The curvature is $\kappa=1$

The tangential component of acceleration is $a_{\boldsymbol{T}}=0$

The normal component of acceleration is $a_{\boldsymbol{N}}=1 (2)^2=4$

Step-by-step explanation:

To find the curvature of the path we are going to use this formula:

$\kappa=\frac{||d\boldsymbol{T}/dt||}{ds/dt}$

where

$\boldsymbol{T}}$ is the unit tangent vector.

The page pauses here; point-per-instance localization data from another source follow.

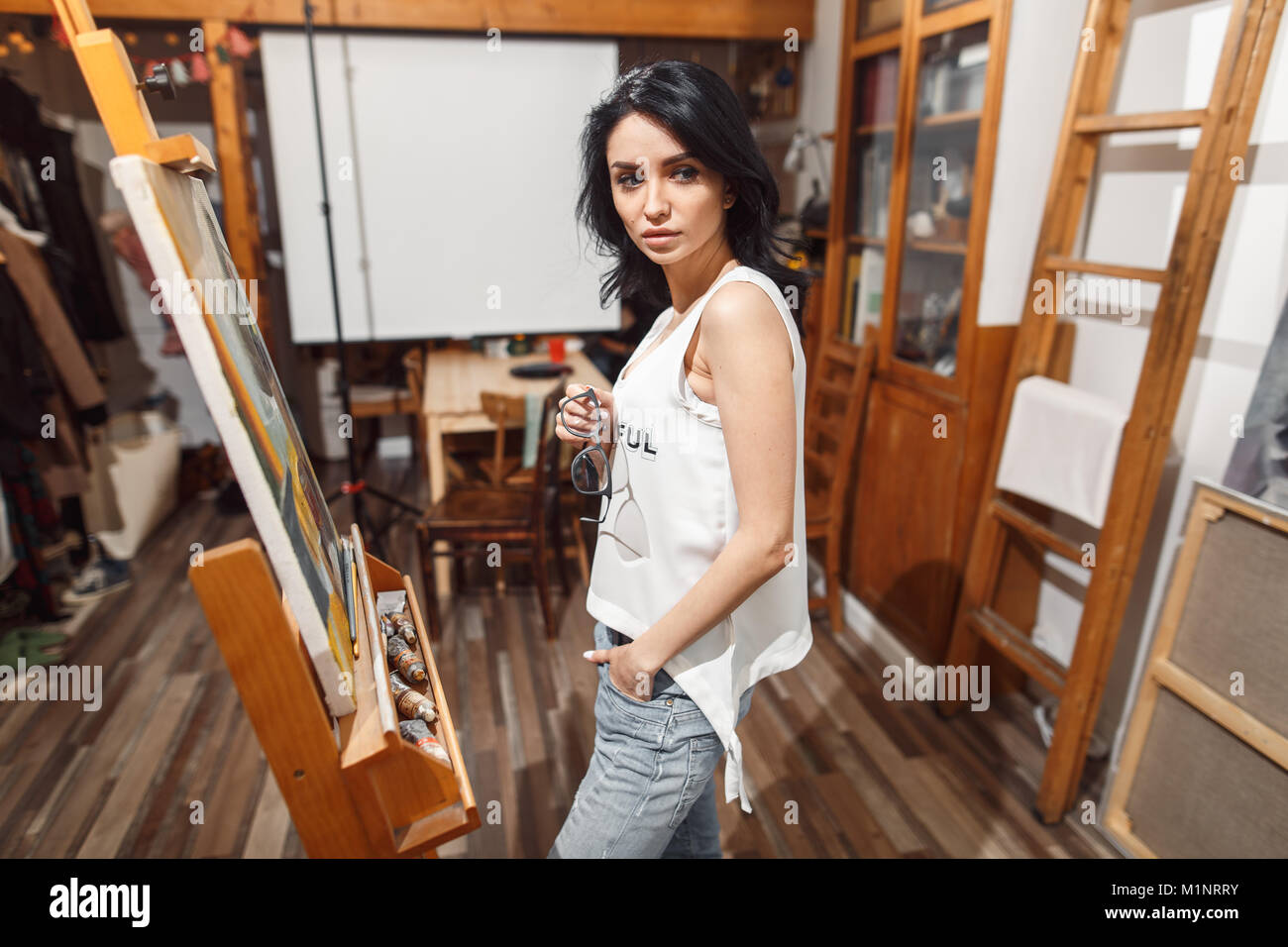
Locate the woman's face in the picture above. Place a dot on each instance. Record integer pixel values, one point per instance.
(657, 187)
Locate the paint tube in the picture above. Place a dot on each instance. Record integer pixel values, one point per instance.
(411, 702)
(416, 732)
(404, 660)
(404, 626)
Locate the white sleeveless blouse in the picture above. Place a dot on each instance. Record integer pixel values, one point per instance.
(674, 510)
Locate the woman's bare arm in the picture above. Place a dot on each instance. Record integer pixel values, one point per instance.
(750, 356)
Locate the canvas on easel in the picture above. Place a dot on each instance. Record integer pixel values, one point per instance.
(305, 652)
(213, 315)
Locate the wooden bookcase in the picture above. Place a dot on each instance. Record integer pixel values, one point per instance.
(918, 106)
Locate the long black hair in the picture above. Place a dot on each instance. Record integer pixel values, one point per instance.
(703, 114)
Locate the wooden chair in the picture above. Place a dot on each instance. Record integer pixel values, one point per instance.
(458, 450)
(505, 411)
(503, 471)
(473, 515)
(833, 421)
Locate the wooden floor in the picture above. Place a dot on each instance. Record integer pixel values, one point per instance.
(170, 767)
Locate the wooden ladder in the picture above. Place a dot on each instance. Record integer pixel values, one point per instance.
(1224, 129)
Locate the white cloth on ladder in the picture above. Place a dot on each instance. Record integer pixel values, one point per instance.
(1061, 447)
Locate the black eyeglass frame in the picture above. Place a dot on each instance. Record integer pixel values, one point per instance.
(583, 455)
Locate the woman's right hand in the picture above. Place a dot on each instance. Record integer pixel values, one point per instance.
(579, 414)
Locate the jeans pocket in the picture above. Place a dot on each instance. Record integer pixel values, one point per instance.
(704, 754)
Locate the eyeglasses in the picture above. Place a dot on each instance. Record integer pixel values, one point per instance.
(590, 472)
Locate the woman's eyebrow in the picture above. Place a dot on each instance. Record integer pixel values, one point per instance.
(632, 165)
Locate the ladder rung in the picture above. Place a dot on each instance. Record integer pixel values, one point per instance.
(1035, 531)
(1070, 263)
(1019, 648)
(1140, 121)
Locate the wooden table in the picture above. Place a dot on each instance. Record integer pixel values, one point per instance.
(451, 405)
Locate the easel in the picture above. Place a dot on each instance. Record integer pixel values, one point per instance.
(372, 795)
(1224, 128)
(353, 787)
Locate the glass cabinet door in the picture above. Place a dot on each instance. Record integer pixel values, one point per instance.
(876, 95)
(949, 98)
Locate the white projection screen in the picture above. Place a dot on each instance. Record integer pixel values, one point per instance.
(452, 175)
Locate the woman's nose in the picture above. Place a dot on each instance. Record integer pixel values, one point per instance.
(655, 201)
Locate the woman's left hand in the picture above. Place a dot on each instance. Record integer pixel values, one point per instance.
(625, 672)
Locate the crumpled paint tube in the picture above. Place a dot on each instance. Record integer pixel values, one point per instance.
(404, 660)
(411, 702)
(416, 732)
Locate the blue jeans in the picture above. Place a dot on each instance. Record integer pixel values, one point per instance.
(649, 789)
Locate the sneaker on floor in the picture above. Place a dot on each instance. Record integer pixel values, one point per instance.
(56, 541)
(98, 579)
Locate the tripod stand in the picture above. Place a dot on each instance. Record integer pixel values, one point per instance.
(356, 487)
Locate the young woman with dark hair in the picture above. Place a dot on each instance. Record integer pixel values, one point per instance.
(698, 581)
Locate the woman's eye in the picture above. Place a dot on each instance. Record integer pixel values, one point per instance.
(630, 180)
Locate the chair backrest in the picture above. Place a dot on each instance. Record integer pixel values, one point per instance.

$\frac{ds}{dt}=|| \boldsymbol{r}'(t)}||$ is the speed of the object

We need to find $\boldsymbol{r}'(t)$ , we know that $\boldsymbol{r}(t)=cos \:2t \:\boldsymbol{i}+sin \:2t \:\boldsymbol{j}+ \:\boldsymbol{k}$ so

$\boldsymbol{r}'(t)=\frac{d}{dt}\left(cos\left(2t\right)\right)\:\boldsymbol{i}+\frac{d}{dt}\left(sin\left(2t\right)\right)\:\boldsymbol{j}+\frac{d}{dt}\left(1)\right\:\boldsymbol{k}\\\boldsymbol{r}'(t)=-2\sin \left(2t\right)\boldsymbol{i}+2\cos \left(2t\right)\boldsymbol{j}$

Next , we find the magnitude of derivative of the position vector

$|| \boldsymbol{r}'(t)}||=\sqrt{(-2\sin \left(2t\right))^2+(2\cos \left(2t\right))^2} \\|| \boldsymbol{r}'(t)}||=\sqrt{2^2\sin ^2\left(2t\right)+2^2\cos ^2\left(2t\right)}\\|| \boldsymbol{r}'(t)}||=\sqrt{4\left(\sin ^2\left(2t\right)+\cos ^2\left(2t\right)\right)}\\|| \boldsymbol{r}'(t)}||=\sqrt{4}\sqrt{\sin ^2\left(2t\right)+\cos ^2\left(2t\right)}\\\\\mathrm{Use\:the\:following\:identity}:\quad \cos ^2\left(x\right)+\sin ^2\left(x\right)=1\\\\|| \boldsymbol{r}'(t)}||=2\sqrt{1}=2$

The unit tangent vector is defined by

$\boldsymbol{T}}=\frac{\boldsymbol{r}'(t)}{||\boldsymbol{r}'(t)||}$

$\boldsymbol{T}}=\frac{-2\sin \left(2t\right)\boldsymbol{i}+2\cos \left(2t\right)\boldsymbol{j}}{2} =\sin \left(2t\right)+\cos \left(2t\right)$

We need to find the derivative of unit tangent vector

$\boldsymbol{T}'=\frac{d}{dt}(\sin \left(2t\right)\boldsymbol{i}+\cos \left(2t\right)\boldsymbol{j}) \\\boldsymbol{T}'=-2\cdot(\sin \left(2t\right)\boldsymbol{i}+\cos \left(2t\right)\boldsymbol{j})$